Шрифт:
Интервал:
Закладка:
— В трезвом состоянии он с ней ничего, пальцем никогда не тронет и всегда помогает ей по хозяйству, а чуть выпьет — гоняется за ней с палкой. У соседей в погребе от него отсиживается. Детишек, правда, и пьяный не трогает.
Еремин мрачно усмехнулся:
— Достаточно, что они видят, как над их матерью расправу чинят. Вот, Степан Тихонович, и еще четыре новых жертвы этой вашей философии: если человек трудный, то долой его, прочь с глаз! И среди них трое малолетних детей, наша подрастающая смена. Его вы отдали во власть стихии, а их — под его власть. Пусть растут из них неучи, лодыри и такие же пьяницы, как их отец.
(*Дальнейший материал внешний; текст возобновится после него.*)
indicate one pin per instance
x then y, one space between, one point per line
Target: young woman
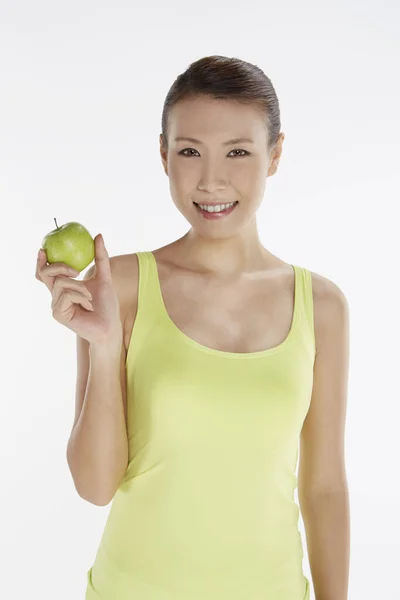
202 365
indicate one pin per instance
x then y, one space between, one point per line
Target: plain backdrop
82 85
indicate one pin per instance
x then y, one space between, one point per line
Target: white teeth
218 208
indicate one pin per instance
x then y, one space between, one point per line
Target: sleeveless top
206 508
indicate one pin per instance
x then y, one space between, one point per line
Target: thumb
102 260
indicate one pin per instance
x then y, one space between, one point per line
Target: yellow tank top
206 509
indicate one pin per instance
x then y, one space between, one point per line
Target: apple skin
71 244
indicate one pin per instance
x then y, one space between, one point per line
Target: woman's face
213 170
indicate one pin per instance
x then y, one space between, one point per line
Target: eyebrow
228 143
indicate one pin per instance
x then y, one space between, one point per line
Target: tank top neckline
223 353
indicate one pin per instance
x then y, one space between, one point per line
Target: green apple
71 244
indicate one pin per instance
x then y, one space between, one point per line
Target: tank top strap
148 290
305 306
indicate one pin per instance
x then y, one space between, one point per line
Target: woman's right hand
90 308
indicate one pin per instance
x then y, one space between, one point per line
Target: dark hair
225 78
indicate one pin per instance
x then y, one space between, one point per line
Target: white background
82 86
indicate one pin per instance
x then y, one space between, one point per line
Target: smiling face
216 169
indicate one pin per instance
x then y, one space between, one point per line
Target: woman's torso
219 379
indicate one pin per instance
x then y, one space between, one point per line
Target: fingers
47 272
62 283
102 260
66 300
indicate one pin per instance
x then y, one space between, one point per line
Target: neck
223 257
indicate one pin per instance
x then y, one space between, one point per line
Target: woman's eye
235 150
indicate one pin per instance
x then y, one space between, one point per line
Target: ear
276 155
163 154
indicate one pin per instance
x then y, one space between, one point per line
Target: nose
211 182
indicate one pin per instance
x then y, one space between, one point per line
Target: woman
201 365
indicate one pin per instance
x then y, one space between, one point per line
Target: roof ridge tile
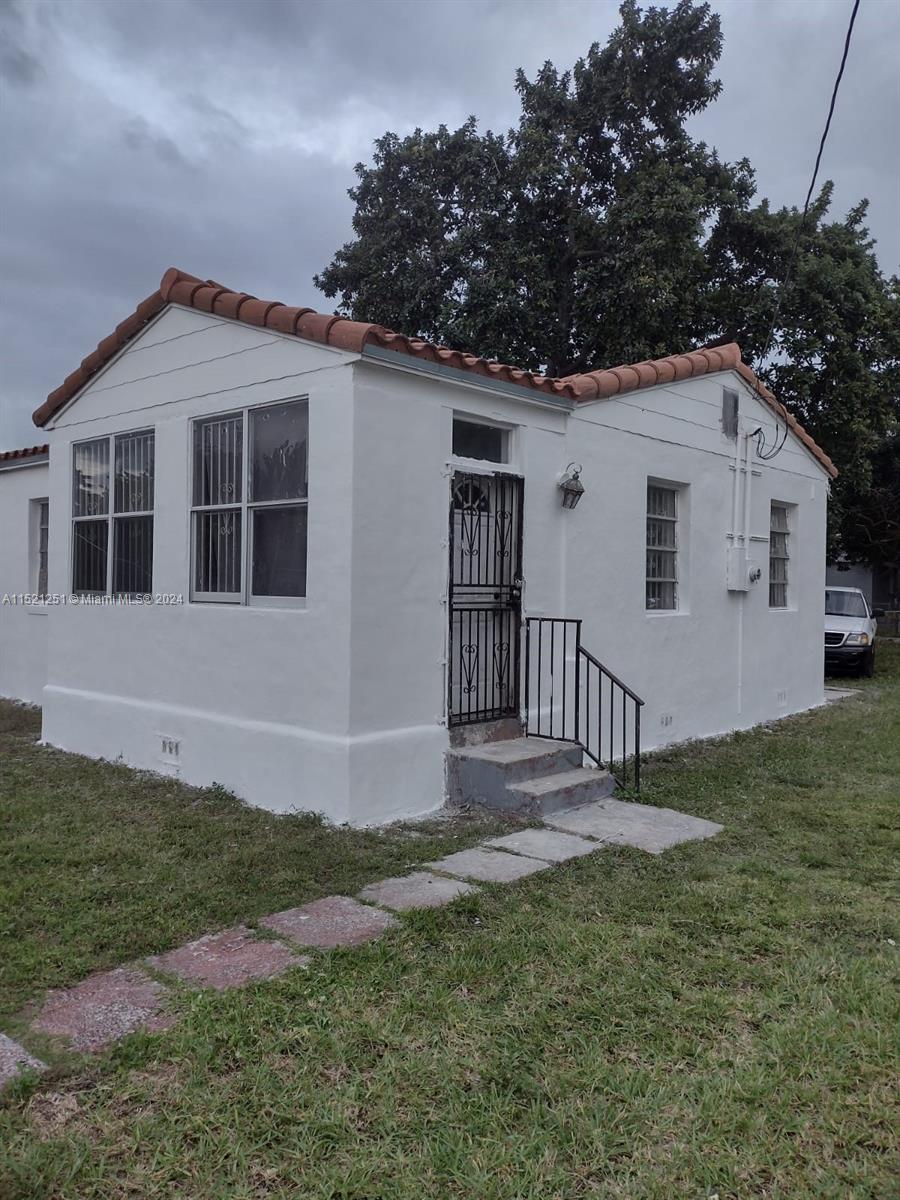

Пусть потом тоже избивают своих жен и катятся вниз по той же дорожке… Потому что, Степан Тихонович, если мы человека бросили, его обязательно кто-нибудь подберет.
Морозов, поднимаясь, отодвинул стул, глухо сказал.
— У меня, Иван Дмитриевич, к вам вопросов больше нет.
Ни в его словах, ни в звуке голоса не чувствовалось, что уходил он от Еремина хоть сколько-нибудь переубежденный. Скорее наоборот! Ссутуленные плечи и упрямо склоненная на тугой шее голова говорили, что еще многое нужно, чтобы поколебать этого человека.
Подняв на него глаза, Еремин понимающе усмехнулся:
— Нет, Степан Тихонович, еще посиди. У тебя вопросов нет — у меня есть. Ты мне про одного власовца рассказал. Я тебе хочу про другого рассказать.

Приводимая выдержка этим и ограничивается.